[antlr-interest] lexing expression ('a'..'z')+ not matching single character input

Wed Dec 13 09:53:16 PST 2006

Thanks to everyone for the replies.

At risk of permanently offending the entire mailing list, i'll include 
the grammar file in its entirety (since I feel it's far more likely I'm 
missing something than there is a genuine bug in ANTLR).

The input text is a sequence format for carbohydrate structures, some 
samples follow. "Identifiers" in this grammar are always lower-case, and 
adhere to the grammar "('a'-'z')+ ('-' ('a'-'z')+)*".

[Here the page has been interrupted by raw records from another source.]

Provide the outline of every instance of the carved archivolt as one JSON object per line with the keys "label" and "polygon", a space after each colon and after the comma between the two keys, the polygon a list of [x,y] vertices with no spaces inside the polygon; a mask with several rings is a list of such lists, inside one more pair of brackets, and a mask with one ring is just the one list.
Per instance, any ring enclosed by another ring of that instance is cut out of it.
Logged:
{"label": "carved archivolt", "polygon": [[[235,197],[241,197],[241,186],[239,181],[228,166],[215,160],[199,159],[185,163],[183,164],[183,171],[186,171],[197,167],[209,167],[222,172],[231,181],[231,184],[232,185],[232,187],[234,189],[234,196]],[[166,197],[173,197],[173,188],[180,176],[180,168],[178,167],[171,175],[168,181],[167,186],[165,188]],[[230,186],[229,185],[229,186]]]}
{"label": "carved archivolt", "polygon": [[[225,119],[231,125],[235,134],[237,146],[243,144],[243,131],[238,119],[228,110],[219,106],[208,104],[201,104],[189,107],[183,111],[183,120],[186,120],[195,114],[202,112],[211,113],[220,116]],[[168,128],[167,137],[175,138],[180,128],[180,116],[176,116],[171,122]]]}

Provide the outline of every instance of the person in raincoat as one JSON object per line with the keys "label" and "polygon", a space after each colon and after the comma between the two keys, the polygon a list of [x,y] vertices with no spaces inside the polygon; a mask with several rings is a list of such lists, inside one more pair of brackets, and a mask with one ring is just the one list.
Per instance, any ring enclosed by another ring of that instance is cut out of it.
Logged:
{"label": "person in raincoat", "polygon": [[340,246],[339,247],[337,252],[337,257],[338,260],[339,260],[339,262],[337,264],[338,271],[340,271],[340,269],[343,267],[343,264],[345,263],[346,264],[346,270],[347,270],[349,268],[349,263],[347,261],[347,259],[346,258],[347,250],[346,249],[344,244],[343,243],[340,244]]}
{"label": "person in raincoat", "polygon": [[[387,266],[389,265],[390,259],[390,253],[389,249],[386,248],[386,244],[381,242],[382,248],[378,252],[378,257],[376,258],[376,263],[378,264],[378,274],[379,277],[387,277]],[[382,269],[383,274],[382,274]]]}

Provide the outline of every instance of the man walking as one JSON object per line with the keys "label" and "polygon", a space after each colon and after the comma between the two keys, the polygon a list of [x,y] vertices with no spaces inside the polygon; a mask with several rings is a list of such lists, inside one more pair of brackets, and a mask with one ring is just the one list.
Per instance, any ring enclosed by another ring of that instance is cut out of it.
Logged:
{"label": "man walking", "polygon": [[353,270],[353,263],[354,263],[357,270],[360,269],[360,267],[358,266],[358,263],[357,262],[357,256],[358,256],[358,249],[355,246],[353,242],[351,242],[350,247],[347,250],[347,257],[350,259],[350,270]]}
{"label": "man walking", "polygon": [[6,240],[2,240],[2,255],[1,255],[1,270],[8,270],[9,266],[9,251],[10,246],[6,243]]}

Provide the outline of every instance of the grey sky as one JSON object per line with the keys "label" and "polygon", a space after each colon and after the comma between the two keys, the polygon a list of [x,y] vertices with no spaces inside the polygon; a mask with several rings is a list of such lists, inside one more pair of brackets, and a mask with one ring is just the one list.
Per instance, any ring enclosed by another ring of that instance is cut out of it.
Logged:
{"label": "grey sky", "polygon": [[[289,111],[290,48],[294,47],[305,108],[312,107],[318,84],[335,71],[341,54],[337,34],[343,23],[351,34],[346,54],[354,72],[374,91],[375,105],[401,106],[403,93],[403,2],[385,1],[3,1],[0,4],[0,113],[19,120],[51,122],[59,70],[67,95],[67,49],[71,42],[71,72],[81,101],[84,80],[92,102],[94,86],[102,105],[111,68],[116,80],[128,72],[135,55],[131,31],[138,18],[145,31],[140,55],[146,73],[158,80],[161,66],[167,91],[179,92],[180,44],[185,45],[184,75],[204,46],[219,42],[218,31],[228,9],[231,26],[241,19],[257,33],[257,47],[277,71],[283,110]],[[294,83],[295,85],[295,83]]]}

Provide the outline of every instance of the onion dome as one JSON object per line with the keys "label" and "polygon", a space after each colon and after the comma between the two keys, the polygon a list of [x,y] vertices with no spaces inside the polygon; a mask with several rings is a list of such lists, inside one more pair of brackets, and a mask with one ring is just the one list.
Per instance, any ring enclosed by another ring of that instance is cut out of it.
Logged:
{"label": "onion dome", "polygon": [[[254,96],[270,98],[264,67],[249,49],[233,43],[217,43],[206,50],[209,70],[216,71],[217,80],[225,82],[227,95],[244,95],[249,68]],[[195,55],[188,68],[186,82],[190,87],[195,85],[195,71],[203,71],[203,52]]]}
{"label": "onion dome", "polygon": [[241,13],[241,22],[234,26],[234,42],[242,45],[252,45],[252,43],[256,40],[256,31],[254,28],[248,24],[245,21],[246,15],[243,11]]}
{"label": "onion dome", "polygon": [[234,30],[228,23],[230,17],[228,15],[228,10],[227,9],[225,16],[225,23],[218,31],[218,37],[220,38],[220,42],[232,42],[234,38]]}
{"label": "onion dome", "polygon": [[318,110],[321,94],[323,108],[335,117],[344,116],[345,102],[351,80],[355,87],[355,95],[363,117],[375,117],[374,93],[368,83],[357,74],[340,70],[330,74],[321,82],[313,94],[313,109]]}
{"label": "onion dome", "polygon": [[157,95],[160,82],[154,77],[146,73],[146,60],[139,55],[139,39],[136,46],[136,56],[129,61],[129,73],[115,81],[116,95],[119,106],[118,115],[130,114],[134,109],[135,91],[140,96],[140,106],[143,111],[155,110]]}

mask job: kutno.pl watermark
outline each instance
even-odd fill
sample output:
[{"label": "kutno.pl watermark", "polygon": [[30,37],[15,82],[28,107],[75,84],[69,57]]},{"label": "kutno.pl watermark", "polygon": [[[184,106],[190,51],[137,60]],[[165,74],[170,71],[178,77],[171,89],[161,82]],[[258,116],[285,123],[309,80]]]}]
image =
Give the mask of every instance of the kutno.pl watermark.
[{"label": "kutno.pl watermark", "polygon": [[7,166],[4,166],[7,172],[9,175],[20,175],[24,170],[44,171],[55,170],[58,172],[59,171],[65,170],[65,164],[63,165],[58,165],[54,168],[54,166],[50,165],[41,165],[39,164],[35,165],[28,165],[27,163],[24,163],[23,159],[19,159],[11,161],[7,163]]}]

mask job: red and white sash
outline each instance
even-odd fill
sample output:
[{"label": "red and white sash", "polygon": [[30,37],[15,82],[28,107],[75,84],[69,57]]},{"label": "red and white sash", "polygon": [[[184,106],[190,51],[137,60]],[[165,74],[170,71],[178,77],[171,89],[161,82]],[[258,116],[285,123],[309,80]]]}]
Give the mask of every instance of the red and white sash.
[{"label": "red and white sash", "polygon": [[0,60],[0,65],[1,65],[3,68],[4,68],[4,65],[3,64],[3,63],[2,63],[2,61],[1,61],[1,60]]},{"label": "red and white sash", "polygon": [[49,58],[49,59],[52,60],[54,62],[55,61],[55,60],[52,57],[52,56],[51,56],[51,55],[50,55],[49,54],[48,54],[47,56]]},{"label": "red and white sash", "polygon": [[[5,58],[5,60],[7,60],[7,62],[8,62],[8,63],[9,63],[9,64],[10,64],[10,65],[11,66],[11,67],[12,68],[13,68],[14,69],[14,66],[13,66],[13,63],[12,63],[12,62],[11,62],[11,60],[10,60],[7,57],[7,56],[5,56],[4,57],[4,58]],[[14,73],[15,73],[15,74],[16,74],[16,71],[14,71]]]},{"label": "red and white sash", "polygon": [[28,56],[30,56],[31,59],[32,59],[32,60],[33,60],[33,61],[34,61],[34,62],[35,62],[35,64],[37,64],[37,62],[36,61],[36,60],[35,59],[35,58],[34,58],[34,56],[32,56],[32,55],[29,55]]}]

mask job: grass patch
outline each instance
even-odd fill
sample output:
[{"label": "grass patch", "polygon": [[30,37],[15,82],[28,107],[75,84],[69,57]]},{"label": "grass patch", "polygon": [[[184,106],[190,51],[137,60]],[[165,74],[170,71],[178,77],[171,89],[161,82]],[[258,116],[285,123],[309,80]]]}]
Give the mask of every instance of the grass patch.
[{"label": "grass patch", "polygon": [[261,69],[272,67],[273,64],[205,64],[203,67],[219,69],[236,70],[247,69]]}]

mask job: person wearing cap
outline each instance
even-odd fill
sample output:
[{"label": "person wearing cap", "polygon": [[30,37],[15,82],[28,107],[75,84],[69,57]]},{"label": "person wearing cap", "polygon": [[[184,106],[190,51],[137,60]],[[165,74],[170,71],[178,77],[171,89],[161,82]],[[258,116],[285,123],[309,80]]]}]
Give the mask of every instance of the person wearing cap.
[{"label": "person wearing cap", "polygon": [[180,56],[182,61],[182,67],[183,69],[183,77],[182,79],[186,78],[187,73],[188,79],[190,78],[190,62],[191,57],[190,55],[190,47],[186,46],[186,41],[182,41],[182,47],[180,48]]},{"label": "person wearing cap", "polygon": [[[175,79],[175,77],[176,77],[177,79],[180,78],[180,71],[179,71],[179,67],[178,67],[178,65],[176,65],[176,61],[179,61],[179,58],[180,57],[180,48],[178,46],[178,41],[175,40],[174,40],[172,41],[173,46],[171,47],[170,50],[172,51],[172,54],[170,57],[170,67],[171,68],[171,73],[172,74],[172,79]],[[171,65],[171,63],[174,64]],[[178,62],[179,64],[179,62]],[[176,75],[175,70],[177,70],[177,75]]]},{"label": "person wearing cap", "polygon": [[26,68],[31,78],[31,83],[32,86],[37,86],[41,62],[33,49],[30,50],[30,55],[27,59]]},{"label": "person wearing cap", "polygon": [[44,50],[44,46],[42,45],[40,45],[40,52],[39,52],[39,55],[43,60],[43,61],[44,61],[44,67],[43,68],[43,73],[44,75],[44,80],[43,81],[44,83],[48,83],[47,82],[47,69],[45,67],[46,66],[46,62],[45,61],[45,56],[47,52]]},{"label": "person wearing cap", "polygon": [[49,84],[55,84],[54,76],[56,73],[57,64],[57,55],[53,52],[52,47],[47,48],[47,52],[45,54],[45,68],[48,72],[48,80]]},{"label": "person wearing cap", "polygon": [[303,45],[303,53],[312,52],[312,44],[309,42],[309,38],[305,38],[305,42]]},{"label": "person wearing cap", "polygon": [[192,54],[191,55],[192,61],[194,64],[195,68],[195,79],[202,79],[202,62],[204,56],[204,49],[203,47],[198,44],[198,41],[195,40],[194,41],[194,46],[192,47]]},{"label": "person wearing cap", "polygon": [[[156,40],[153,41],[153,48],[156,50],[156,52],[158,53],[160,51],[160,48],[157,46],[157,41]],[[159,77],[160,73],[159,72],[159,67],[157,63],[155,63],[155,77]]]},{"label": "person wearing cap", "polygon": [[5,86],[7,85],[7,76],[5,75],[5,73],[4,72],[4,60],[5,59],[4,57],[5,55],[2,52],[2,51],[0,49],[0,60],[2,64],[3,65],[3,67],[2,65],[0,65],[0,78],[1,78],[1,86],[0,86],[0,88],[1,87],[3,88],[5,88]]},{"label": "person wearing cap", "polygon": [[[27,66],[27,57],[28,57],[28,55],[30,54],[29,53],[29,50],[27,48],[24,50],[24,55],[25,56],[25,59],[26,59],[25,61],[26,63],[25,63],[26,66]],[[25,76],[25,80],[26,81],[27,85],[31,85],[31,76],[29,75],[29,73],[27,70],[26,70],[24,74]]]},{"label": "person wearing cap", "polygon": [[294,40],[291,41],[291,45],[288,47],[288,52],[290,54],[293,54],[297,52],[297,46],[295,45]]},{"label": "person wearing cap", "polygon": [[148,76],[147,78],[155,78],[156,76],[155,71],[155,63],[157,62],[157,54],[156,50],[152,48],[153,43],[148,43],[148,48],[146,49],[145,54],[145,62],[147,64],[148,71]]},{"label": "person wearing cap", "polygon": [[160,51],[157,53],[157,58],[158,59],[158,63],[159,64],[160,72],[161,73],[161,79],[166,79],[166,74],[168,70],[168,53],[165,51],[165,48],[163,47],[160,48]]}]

These sequences parse without problems:

"RES 1b:a-dara-hex-2:5|2:keto;"

"RES 1b:a-dara-hex-1:5|2:d|6:d;"

"RES 1b:a-dglc-hex-1:5;2s:lactone; LIN 1:1d(3-6)2o;"

"RES 1b:a-dgro-dgal-non-2:6|1:a|2:keto|3:d;1s:glycolyl; LIN 1:1o(5-1)2d;

These sequences have ids that contain single chars and fail to  parse. 
I've included the error and a javac-style context marker '^'.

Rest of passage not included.